Crossroads is Franzen's sixth novel and the first in the A Key to All Mythologies trilogy, which will follow the lives of three generations of a Midwest family as they "navigate the political and social crosscurrents of the past 50 years". Alongside it's Bookseller pick, the title was selected as an Observer Book of the Week by critic Tim Adams, who called it a "testament to Franzen’s authorial habits of empathy, his curiosity about the lives of others, his efforts in a land of cliché to add twists to easy assumptions".
Over in the Telegraph, James Walton gave Franzen's latest a five star review, claiming the novel was his best yet: "Here, he goes back to family-anatomising basics and the result is possibly his richest and most satisfying (or, if you prefer, best) novel so far."
The Sunday Times' Claire Lowdon gave the title a mixed review: "I’m seduced by the granular characterisation but repelled by much of the prose... At the end I felt as you do about a slightly disappointing Netflix series. Yes, it’s a time-drain, but I know the characters now, so I might as well watch series two and three."

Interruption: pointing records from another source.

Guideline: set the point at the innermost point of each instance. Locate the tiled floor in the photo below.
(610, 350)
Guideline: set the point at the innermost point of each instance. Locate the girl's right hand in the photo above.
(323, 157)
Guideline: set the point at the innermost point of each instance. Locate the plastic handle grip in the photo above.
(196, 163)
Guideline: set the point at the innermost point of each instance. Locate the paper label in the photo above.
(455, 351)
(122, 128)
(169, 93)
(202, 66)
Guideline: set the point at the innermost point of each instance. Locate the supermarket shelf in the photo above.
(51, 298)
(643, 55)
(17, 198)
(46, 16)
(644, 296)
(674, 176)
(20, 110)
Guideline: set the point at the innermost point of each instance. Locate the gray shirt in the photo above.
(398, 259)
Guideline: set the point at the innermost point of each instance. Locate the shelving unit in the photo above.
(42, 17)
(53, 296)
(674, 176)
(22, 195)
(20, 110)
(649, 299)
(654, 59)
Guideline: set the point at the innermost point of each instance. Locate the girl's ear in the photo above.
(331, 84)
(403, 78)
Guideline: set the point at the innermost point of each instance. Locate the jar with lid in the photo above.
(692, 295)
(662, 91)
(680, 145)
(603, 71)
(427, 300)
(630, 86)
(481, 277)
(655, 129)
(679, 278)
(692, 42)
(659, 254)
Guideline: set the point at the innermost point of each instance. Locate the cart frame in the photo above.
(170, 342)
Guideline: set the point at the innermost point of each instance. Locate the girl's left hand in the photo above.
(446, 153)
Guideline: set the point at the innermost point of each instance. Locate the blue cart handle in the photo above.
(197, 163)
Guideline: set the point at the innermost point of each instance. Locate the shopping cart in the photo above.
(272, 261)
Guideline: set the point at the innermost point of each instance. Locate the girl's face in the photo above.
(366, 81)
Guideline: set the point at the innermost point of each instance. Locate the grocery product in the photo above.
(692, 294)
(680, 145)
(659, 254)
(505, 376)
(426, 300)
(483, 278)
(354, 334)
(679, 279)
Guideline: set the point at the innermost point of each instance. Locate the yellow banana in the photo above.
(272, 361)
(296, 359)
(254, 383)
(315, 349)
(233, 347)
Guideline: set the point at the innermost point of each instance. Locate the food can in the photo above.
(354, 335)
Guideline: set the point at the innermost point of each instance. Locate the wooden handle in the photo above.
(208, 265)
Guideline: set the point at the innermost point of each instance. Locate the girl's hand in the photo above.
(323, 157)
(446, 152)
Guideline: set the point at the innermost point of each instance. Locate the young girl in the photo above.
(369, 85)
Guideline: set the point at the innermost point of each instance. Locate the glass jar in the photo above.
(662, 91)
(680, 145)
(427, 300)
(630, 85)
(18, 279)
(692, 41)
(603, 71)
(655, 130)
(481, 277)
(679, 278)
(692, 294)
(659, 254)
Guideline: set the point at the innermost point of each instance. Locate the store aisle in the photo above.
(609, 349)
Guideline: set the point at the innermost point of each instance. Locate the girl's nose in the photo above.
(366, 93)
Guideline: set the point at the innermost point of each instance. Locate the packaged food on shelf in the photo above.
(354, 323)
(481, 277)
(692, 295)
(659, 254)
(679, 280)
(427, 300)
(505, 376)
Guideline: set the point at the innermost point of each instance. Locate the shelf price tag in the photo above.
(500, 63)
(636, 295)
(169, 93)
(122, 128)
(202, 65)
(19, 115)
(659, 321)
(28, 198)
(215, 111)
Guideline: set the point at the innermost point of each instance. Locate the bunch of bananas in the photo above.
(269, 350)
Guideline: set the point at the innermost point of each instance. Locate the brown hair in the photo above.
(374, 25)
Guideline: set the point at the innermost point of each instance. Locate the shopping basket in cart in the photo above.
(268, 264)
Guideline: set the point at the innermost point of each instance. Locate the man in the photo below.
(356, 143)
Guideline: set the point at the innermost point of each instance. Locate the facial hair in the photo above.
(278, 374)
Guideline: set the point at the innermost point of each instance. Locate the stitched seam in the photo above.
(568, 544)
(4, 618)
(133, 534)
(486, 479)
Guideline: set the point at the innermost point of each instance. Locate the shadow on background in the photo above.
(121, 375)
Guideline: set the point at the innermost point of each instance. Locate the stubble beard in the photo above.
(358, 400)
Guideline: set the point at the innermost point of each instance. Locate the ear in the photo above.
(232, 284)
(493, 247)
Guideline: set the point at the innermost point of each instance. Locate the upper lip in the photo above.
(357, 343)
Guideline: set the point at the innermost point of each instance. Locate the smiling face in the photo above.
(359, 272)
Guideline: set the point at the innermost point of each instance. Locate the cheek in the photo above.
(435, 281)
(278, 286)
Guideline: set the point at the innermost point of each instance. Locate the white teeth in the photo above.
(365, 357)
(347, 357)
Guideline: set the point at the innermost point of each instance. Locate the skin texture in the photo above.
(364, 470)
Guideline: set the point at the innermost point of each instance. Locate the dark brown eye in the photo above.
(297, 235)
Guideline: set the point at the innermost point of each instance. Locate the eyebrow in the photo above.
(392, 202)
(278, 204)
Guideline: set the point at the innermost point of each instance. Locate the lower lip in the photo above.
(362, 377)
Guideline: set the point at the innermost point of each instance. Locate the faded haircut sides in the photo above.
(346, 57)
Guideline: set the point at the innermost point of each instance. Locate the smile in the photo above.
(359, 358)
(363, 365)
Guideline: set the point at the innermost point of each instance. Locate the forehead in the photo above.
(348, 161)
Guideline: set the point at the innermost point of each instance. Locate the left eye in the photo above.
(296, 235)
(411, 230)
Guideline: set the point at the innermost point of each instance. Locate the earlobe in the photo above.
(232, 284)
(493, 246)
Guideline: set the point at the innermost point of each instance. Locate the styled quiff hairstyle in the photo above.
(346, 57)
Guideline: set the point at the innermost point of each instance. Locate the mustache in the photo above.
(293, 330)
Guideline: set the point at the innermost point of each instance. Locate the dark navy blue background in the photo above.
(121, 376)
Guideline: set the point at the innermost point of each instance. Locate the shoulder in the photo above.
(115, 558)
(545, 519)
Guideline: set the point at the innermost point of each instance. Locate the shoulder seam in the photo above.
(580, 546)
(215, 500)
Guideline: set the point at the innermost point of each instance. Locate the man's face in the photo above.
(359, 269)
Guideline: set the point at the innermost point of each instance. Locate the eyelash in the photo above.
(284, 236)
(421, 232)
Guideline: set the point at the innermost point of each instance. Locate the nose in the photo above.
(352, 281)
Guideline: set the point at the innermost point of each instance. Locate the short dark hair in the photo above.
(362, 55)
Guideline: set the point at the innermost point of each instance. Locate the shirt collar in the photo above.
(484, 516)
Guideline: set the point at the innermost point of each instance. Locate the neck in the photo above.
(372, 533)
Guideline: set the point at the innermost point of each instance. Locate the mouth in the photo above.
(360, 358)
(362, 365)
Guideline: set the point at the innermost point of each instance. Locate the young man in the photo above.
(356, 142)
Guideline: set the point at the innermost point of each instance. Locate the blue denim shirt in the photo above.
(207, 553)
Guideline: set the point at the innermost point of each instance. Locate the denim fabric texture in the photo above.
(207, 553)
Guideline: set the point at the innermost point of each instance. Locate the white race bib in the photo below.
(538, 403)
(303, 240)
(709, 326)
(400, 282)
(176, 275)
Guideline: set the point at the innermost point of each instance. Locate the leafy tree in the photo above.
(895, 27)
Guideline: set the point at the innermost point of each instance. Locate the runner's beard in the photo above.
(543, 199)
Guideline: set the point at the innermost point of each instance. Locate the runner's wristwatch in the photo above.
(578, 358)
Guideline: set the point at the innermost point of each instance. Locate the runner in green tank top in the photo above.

Finally, in the Daily Mail, Stephanie Cross agreed with Lowdon, noting that Franzen's "talents as a comic storyteller are such that his capacious tales are a treat to get lost in. This one is no exception", but by the end, her interest in character Russ Hildebrandt was "largely exhausted".
In non-fiction, Lucy Burns' memoir Larger Than an Orange (Chatto) impressed critics and was given a four star review by the Telegraph's Lucy Scholes who heralded it as a "pro-choice memoir about the messy reality of abortion" which "cleverly captures the weight of the convergence of choice and responsibility in an imperfect, unfair world".
In the Sunday Times, Laura Hackett was also impressed, dubbing the memoir a "visceral account of an abortion" that is "praiseworthy not only for the conversations it will spark, but for its beautiful prose, emotional intensity and unabashed complexity".